Volvamos por un momento atrás en el tiempo, a nuestra infancia. A esa edad en que la oscuridad asusta, envuelve en temores. En la que un armario sin cerrar, con su puerta chirriante, se convierte en una invitación para disparar todos nuestros miedos y terrores. No sabemos qué se oculta allí detrás, pero presagiamos lo peor, imposibilitados por nuestra aprensión para levantarnos y mirar lo que hay dentro.

Ropa, cachivaches, cajas. Probablemente. Desde luego, nunca los monstruos que nuestra mente infantil nos puede hacer imaginar.
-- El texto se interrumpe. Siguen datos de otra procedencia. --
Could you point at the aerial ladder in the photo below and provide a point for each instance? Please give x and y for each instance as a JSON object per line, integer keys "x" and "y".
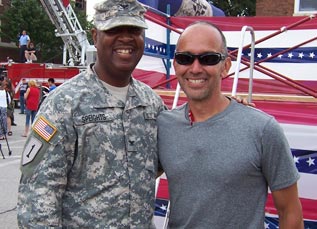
{"x": 69, "y": 29}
Pues bien, el pasado lunes y martes asistimos como sociedad al terrible ejercicio de cuatro tipos pugnando por contarnos el más escabroso de los relatos: el miedo con lo que hay detrás del armario de cada uno de los otros. Nos (quisieron) quedó claro que todos esconden aviesas intenciones, y que eso --incluso si solo es insinuación-- debiera generarnos una creciente ansiedad. Pero ni nosotros somos ya niños ni podemos dejar que el miedo sea la única brújula que guíe nuestro voto este próximo domingo.

Está claro que la política contiene un altísimo componente de imagen. Los asesores de todo tipo están tan asentados como la existencia misma de los debates. Controlando no el contenido, descuidado en detrimento del mensaje y de su forma. Tampoco conviene movernos a escándalo, cuando estamos más que acostumbrados a dejarnos influir del mismo modo en las decisiones que tomamos o en nuestros comportamientos sociales.

Porque nosotros podemos ser, en realidad, cómplices de la calma de Iglesias, de la hiperactividad de Rivera, de la displicencia de Sánchez y del sosiego institucionalizado de Casado ¿Cómo? Comprando que esa pose es una realidad. Que no lo es. Porque contradice lo que sabemos de ellos y difícilmente se compadece con sus actuaciones previas. Pero poco les importa la incoherencia si alguien, al final, cree y se abraza a esa nueva referencia. Un voto más.

Mal que me pese, la emocionalidad siempre ha formado parte del mensaje político. Lo que no había ocurrido antes es que ocupara el papel prominente que ahora tiene. Sin embargo, el populismo en sus distintas vertientes ideológicas ha aprovechado el rechazo social que sufren algunas ideas, convenientemente disfrazadas de «incorrección» política, y el sentimiento de exclusión o desamparo de muchos, para situar la emoción en el primer plano.

Vox ahora, como Podemos antes, congrega a miles de personas a sus mítines. Tanta afluencia y con tanta pasión, que les mueve a pensar en que ya son corriente mayoritaria. Porque analizan, además, ufanos la comparación a las asistencias que viven sus rivales políticos y que palidecen ante el fervor propio. Pero sucede que un mitin no es una urna, como las redes sociales no son encuestas (sí es que éstas valieran para algo…). El votante medio del resto de partidos no coloca el sentimiento en primer lugar, por eso la asistencia a un mitin agitando una bandera no es el plan que le más le convenza.

Esta presencia masiva es gremial, enfervorizada y orgullosa de lanzar un mensaje. Un mensaje que antes estaba oculto, y en cierta forma era algo que sólo se comentaba en círculos muy reducidos y cercanos. Pero que ahora (como antes con Podemos) puede vivirse públicamente, con la fortaleza de verse acompañados de otros muchos que piensan lo mismo. Es «otra» salida del armario.

Nada que reprochar a los votantes y a la existencia de esas formaciones. Allá cada cual, aunque íntimamente piense que no, que no toda idea merece la misma protección de la libertad de expresión. No todo vale. Lo que más me preocupa en su vertiente social, común, es la psicología que empuja estas formaciones. Espolean a sus votantes desde la emoción, presentando construcciones teóricas que chocan, una y otra vez, con la realidad. Porque no se preparan para la gestión, sino para acaparar sentimientos.

Y eso desplaza el eje de cualquier debate político. Ya lo hemos comprobado en los debates. No oímos hablar de política exterior, energía, defensa, políticas de empleo, transporte. Poco de investigación. Nada de mencionar la palabra «crisis».

Menudencias, frente a la tentación de la conquista del voto por el miedo. Pero no, no lo tengan en cuenta el 28.